The same storm system that sank an oil tanker off the coast of Spain grounded space shuttle Endeavour on Friday.

NASA halted the countdown nine minutes before launch because weather had not improved at either of the two emergency landing strips in Spain. Conditions were ideal in Florida with a picture-perfect, nearly full moon shining over the launch pad.

Launch managers said they would try again Saturday night, despite forecasts calling for more rain, wind, thick clouds and turbulence across the Atlantic.

"Appreciate the effort," launch director Mike Leinbach told the seven astronauts and his team. "But we're just not going to make it tonight."

It was the latest delay for a space station mission that already is nearly two weeks late because of an oxygen leak and a damaged robot arm. Friday night's postponement alone cost $750,000.

In 21 years of space shuttle flight, NASA has had to postpone launches only a few times because of bad weather at the overseas landing sites. The two military air bases in Spain would be used only if the shuttle developed engine trouble or some other emergency in the minutes following liftoff.

Endeavour should have departed for the international space station on Nov. 11, but an oxygen leak cropped up in the astronauts' oxygen supply system shortly before liftoff.

The leak was traced to a cracked hose. During the repairs, technicians accidentally rammed scaffolding into the shuttle's robot arm, causing minor damage.

Engineers concluded the arm would be sturdy enough to lift a 14-ton girder from the shuttle's payload bay for installation on the space station. Two of Endeavour's crew will go out on three spacewalks to hook up the structure.

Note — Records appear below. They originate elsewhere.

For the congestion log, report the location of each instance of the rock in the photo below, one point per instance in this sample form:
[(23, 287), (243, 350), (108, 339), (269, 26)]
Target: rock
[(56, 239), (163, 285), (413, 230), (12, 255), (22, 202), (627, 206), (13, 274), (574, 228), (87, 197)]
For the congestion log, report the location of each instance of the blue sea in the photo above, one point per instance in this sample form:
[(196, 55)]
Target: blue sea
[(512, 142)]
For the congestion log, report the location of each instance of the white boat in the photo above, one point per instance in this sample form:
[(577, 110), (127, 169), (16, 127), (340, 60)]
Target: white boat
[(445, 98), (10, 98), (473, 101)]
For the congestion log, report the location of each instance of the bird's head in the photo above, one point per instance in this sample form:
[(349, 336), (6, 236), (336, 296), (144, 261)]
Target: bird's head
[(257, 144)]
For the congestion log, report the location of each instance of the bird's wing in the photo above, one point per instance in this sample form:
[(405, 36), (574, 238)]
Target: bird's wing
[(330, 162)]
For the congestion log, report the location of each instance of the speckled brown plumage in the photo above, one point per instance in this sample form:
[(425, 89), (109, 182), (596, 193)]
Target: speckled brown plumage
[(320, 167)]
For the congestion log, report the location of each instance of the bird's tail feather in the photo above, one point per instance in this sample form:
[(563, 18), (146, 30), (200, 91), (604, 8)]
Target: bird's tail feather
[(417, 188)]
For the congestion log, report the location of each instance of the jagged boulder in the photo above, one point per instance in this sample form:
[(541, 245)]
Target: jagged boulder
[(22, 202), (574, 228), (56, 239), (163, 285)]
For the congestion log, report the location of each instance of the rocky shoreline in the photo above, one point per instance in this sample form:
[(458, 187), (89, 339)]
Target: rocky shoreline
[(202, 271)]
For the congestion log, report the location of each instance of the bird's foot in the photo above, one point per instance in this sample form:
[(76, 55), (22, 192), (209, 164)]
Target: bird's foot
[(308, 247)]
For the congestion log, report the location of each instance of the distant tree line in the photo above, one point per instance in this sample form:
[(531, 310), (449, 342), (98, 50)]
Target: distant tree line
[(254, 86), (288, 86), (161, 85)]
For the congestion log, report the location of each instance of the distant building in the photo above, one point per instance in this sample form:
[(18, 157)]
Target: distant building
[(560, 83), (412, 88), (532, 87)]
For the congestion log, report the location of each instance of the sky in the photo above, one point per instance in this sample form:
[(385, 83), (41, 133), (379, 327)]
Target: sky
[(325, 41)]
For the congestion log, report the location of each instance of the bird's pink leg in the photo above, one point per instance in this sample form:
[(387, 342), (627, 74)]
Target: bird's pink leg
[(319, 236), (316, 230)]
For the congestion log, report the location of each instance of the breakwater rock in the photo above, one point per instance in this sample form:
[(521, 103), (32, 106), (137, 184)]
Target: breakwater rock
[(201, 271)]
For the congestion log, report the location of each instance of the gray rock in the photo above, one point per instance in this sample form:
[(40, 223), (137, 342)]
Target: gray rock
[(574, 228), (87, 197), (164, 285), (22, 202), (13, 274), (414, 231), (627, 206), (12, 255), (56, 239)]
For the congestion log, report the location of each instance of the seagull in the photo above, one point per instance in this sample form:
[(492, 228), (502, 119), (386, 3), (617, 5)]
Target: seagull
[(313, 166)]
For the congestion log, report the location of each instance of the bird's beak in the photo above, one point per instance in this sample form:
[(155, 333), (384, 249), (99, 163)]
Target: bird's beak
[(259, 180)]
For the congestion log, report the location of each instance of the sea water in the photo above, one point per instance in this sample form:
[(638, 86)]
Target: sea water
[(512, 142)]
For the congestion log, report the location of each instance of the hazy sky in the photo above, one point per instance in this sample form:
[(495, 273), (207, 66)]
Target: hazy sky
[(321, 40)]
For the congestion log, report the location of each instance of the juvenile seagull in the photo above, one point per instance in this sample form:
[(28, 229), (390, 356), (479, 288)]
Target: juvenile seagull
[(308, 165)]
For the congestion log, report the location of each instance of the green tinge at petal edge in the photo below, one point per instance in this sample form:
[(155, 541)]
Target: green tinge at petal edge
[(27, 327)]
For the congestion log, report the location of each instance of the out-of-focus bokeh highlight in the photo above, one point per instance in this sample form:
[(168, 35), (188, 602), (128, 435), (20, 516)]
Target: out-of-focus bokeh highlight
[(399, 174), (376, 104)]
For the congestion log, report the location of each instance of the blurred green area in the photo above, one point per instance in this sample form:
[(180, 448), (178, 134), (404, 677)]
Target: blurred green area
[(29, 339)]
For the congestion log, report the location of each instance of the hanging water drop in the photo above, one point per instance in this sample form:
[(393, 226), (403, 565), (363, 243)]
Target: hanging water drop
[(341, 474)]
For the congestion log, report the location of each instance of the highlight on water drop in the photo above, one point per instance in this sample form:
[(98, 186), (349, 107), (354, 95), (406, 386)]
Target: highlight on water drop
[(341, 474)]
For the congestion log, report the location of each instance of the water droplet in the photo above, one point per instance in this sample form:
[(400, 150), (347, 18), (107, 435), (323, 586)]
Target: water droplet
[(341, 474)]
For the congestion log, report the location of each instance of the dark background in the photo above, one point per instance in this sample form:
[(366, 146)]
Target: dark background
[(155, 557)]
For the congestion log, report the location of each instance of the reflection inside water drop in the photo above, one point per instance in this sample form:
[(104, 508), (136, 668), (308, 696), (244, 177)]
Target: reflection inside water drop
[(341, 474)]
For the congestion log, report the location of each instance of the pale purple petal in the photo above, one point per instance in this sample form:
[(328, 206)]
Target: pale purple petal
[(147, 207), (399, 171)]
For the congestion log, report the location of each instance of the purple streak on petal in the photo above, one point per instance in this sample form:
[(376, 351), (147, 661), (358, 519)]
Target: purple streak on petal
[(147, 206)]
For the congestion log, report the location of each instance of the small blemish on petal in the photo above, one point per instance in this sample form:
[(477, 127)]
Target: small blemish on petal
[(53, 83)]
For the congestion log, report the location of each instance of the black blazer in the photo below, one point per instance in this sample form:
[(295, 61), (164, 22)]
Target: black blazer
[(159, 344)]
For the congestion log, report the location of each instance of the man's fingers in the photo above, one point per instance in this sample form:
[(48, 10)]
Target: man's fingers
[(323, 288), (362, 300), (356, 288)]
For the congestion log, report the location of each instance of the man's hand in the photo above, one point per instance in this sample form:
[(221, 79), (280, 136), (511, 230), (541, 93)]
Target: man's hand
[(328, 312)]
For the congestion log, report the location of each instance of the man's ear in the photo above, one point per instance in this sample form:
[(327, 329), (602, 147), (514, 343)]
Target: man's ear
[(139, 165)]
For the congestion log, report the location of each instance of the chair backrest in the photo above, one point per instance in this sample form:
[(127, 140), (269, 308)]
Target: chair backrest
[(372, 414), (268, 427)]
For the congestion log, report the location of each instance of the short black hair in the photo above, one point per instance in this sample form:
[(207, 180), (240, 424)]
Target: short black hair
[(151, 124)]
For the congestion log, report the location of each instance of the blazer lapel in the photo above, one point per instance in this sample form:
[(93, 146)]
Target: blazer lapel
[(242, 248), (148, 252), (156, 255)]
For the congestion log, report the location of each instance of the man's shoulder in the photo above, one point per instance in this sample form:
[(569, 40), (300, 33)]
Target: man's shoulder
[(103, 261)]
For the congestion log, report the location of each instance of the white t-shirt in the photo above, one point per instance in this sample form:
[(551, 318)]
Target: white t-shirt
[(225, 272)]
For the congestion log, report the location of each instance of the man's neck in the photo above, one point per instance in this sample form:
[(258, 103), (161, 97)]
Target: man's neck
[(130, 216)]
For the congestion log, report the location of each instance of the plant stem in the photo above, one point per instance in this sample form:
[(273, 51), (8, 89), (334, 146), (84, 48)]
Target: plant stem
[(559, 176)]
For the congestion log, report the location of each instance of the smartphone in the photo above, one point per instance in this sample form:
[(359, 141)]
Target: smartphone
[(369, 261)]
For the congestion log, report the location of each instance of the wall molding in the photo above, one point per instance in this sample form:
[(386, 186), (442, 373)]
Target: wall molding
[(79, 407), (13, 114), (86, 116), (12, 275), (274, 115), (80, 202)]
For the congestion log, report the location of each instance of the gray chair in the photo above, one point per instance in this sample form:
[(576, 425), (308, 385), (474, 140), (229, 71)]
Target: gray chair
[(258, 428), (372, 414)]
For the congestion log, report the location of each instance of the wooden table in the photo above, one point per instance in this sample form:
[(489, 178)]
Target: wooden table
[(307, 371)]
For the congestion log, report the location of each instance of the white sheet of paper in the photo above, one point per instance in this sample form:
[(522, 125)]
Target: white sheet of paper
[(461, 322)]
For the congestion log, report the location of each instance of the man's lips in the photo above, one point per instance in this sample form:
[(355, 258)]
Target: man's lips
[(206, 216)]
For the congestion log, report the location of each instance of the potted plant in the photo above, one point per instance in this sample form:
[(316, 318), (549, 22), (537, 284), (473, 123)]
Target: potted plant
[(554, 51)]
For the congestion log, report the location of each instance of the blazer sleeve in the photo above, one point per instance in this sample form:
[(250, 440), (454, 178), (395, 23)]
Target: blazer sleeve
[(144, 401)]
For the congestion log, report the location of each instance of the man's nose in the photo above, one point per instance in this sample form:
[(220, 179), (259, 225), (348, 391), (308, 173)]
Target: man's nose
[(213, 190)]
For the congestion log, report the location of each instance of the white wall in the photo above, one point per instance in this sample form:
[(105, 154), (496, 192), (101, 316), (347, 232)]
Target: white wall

One of the designated spacewalkers, John Herrington, will become the first American Indian in space. About 200 members of his tribe, the Chickasaw Nation, traveled to Cape Canaveral for the previous launch attempt, but could not return and held a ceremony back home in Ada, Okla., on Friday night.

Besides the $390 million girder, Endeavour will deliver a fresh three-man crew to the space station. The current residents have been on board since June.

One of the astronauts who will be moving in, Donald Pettit, was assigned to the mission just four months ago. He was originally the backup for Donald Thomas. But on Friday, NASA said Thomas was removed from the flight because of concerns about the amount of radiation he would have received.

"It was an assessment of the radiation exposure he would have gotten on a long-duration mission," said NASA spokesman Doug Peterson. Peterson said such assessments are based on the individual, his spaceflight experience and his personal background.

Thomas has flown four times in space for a total of 43 days. Astronaut Kenneth Bowersox has logged 50 days over four previous space flights but was not pulled from the mission. And their Russian crewmate, Nikolai Budarin, has spent 9 months in space, aboard his country's old Mir space station.

Cosmic radiation has always been a major medical concern facing astronauts who spend prolonged periods in space; it can raise the risk of cancer and other illnesses. It is believed to be one of the limiting factors for a mission to Mars.

Pettit, Bowersox and Budarin will remain on the space station for at least four months. They will replace astronaut Peggy Whitson and cosmonauts Valery Korzun and Sergei Treschev, who marked their 170th day in orbit Friday.

Whitson informed Mission Control on Friday night that all of the American food was gone — except for the vegetables.